Par les interrogations ou le trouble qu’elle exprime elle joue le rôle d’inquiéteur dont André Gide revendiquait le titre, ou de semeuse d’intranquillité pour reprendre Fernando Pessoa traduit par Françoise Laye. Mais à son tour le Droit, notamment dans le domaine du droit de la propriété littéraire et artistique, peut déconstruire les apparentes ruptures artistiques en parvenant à inclure leurs discours. Par la rigueur et le respect des mots qu’il implique le droit peut ainsi mettre en lumière la confusion mentale qui a tendance à régner, comme par exemple avec l’association des vocables progrès ou avancée sociétale avec l’expression gestation pour autrui qui, en fait et en droit, relève de l’atteinte par manipulations obstétricales et hormonales d’un corps sain dont la réduction à une fonction est un déni d’humanité, la vie d’une femme (car il s’agit de neuf mois jour et nuit, d’un psychisme auquel on refuse la pensée, l’attachement, le déploiement d’une relation) ne pouvant devenir contractuellement un objet, même si elle y consent.
Loin d’une substitution, que vous considérez comme un risque, quel enrichissement de ce « réel augmenté » le dialogue arts/pratiques juridiques permet-il, lui qui contribue à le former tout autant qu’à le créer ?
La démarche Droit et Littérature est une lecture « écrivante » à la lumière de sources plurielles.
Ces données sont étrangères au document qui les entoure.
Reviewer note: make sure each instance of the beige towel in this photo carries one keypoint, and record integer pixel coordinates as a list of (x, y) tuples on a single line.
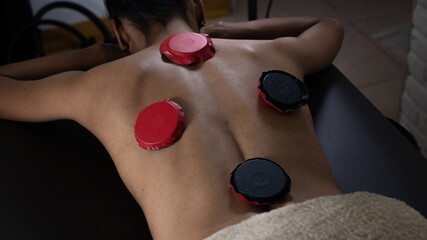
[(351, 216)]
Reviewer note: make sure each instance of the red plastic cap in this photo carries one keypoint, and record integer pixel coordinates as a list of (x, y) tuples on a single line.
[(159, 125), (188, 48)]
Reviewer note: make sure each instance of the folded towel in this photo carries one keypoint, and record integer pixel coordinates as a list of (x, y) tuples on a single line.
[(358, 215)]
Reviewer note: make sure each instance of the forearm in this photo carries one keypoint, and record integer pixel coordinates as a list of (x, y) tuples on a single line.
[(80, 60), (263, 29)]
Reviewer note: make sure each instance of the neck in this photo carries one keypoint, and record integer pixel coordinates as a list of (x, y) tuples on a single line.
[(176, 25)]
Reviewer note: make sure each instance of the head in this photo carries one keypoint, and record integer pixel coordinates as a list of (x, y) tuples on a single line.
[(143, 15)]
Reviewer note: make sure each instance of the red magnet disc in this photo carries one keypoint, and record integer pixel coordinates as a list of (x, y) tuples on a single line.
[(159, 125), (188, 48)]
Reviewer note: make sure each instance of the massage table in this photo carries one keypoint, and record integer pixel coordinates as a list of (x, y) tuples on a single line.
[(58, 182)]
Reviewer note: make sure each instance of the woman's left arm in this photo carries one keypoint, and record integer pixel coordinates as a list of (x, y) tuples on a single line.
[(75, 60)]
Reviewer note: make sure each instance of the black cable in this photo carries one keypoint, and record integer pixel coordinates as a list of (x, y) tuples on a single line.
[(267, 14), (107, 37)]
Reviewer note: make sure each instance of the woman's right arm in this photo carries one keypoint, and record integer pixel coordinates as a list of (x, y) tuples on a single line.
[(313, 42)]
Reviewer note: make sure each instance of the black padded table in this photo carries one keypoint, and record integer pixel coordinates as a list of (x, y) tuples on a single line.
[(58, 182)]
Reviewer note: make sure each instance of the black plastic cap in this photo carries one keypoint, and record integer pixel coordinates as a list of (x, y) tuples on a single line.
[(260, 181), (282, 90)]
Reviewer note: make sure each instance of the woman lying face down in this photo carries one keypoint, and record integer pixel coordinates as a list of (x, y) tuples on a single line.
[(186, 130)]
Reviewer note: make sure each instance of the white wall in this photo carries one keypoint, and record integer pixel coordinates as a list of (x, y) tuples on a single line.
[(70, 16)]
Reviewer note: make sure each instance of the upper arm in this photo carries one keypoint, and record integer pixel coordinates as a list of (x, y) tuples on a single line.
[(316, 47), (47, 99)]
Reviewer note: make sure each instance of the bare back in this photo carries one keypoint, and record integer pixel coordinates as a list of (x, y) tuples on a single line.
[(184, 189)]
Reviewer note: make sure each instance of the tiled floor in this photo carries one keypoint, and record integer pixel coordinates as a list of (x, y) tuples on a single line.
[(375, 43)]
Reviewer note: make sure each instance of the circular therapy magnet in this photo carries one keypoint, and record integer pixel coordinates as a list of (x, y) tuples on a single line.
[(260, 181), (282, 90), (188, 48)]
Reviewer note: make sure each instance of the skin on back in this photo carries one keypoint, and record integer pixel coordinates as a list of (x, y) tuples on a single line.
[(184, 189)]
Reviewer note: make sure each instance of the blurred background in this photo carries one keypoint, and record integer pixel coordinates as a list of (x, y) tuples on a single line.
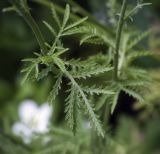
[(18, 42)]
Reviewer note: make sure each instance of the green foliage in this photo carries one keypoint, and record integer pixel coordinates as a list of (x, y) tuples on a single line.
[(90, 78)]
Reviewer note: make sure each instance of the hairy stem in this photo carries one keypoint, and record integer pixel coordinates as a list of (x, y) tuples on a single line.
[(24, 12), (118, 38)]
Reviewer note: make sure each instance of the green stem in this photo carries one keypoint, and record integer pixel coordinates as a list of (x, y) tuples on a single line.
[(24, 11), (118, 38)]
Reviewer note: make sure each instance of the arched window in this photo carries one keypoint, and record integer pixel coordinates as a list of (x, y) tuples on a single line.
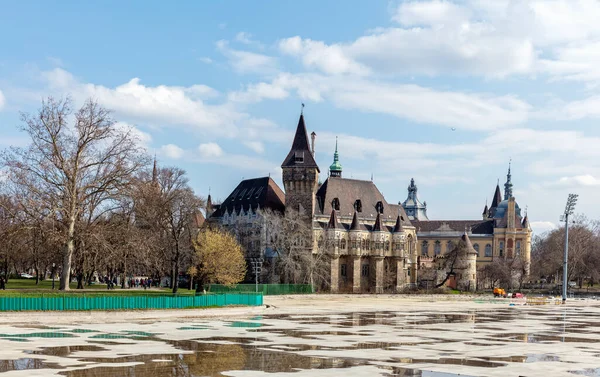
[(425, 248), (358, 205), (335, 203), (488, 250)]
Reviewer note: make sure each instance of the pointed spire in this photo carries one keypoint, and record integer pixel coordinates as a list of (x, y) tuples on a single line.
[(508, 184), (398, 226), (356, 225), (154, 171), (377, 226), (497, 197), (333, 223), (208, 204), (335, 169), (300, 154)]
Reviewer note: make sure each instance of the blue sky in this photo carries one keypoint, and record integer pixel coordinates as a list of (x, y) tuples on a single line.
[(442, 91)]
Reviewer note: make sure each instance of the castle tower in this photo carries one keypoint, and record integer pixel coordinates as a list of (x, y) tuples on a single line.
[(300, 173), (335, 169), (412, 205), (508, 185)]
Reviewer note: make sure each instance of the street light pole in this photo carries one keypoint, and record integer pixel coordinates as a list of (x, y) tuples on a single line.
[(53, 273), (569, 208)]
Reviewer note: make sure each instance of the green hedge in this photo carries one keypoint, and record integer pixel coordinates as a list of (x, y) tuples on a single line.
[(265, 289), (124, 302)]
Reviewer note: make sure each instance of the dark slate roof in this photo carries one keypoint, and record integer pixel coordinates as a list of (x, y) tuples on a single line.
[(300, 145), (333, 223), (357, 225), (252, 193), (348, 191), (475, 226)]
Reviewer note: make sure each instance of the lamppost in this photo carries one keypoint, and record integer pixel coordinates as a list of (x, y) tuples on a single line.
[(53, 273), (569, 208)]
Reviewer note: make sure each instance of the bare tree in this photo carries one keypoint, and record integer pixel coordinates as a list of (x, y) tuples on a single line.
[(73, 158)]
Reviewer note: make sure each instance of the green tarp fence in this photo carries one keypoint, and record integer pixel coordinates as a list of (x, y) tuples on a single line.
[(265, 289), (128, 302)]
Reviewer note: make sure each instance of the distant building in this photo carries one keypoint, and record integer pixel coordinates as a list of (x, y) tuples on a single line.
[(372, 245)]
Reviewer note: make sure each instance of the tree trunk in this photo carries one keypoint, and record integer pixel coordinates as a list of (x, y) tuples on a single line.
[(68, 254), (176, 275), (80, 280)]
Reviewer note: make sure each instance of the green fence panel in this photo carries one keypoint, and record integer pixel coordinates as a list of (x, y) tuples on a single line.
[(266, 289), (83, 302)]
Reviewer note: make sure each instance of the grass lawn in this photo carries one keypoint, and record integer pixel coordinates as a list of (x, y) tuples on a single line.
[(28, 288)]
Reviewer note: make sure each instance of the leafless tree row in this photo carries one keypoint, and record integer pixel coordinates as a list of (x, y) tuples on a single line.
[(84, 198)]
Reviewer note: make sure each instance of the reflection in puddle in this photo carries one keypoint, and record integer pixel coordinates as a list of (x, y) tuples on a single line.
[(398, 343)]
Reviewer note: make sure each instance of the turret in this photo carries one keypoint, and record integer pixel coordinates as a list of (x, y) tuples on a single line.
[(335, 169), (300, 173)]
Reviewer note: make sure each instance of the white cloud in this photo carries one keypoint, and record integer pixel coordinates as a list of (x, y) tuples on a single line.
[(541, 227), (475, 111), (586, 180), (246, 61), (330, 59), (469, 37), (156, 105), (172, 151), (142, 138), (256, 146), (210, 150)]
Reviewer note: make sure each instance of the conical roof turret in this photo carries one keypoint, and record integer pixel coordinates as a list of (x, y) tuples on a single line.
[(333, 223), (398, 227), (469, 249), (300, 154), (356, 225), (377, 226)]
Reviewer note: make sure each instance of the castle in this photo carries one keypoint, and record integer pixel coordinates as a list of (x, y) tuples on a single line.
[(373, 245)]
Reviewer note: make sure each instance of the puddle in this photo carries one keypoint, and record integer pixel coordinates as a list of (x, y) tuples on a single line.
[(38, 335), (66, 350), (25, 364), (244, 324)]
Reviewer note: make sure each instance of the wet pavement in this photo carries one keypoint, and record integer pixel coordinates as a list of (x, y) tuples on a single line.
[(492, 340)]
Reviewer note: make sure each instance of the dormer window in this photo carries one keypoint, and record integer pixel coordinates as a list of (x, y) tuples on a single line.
[(335, 204), (358, 205), (299, 157)]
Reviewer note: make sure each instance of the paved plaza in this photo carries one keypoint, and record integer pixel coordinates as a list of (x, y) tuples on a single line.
[(319, 335)]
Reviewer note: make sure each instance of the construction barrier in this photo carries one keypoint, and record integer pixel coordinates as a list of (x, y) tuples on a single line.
[(128, 302), (265, 289)]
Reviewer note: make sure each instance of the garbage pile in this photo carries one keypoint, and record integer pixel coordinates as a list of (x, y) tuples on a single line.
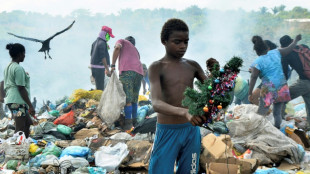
[(246, 142), (73, 136), (70, 136)]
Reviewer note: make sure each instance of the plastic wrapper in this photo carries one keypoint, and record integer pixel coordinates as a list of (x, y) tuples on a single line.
[(110, 157), (66, 119), (54, 113), (112, 101), (76, 151), (64, 129), (81, 93), (52, 149)]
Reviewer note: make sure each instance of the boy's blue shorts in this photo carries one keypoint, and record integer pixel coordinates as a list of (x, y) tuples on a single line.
[(179, 143)]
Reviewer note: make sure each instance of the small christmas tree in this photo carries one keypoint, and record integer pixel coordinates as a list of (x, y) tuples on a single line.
[(214, 94)]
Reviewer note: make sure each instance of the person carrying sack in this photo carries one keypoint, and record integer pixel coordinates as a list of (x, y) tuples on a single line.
[(298, 60)]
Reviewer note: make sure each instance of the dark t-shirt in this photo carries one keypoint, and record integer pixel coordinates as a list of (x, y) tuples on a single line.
[(99, 50), (294, 61)]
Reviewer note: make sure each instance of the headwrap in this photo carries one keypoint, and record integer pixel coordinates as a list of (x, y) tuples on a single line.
[(103, 35)]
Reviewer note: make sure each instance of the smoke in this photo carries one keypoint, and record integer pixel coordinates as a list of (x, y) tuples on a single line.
[(218, 34)]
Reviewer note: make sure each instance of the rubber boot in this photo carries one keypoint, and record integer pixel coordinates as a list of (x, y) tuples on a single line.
[(134, 122), (128, 124)]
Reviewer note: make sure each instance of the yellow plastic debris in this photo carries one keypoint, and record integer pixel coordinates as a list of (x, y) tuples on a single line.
[(33, 148), (81, 93), (91, 103), (142, 98)]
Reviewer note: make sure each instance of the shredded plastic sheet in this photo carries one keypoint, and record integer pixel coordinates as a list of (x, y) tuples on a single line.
[(269, 144), (112, 101), (81, 93)]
La philosophie, l’histoire, la sociologie, l’histoire de l’art comme de la littérature sont, entre autres, convoquées comme autant d’outils permettant à ce dialogue d’ouvrir la lecture à plus qu’elle-même, c’est-à-dire au lecteur invité à s’approprier sa réflexion.
Cette démarche ne revendique pas la vérité. Cette démarche ne prétend pas dire le vrai.
Ce n’est pas son propos d’ailleurs. Elle est peut-être, secrètement, un hymne à la vie (intellectuelle ou autre) qui n’en finit pas de proposer, de créer. Et plus intimement une source de jouissance à propos de laquelle je laisse la parole à Madame de Staël : “Soit qu’on lise, soit qu’on écrive, l’esprit fait un travail qui lui donne à chaque instant le sentiment de sa justesse ou de son étendue ; et sans qu’aucune réflexion d’amour-propre se mêle à cette jouissance, elle est réelle, comme le plaisir que trouve l’homme robuste dans l’exercice du corps proportionné à ses forces” (De L’influence des passions sur le bonheur).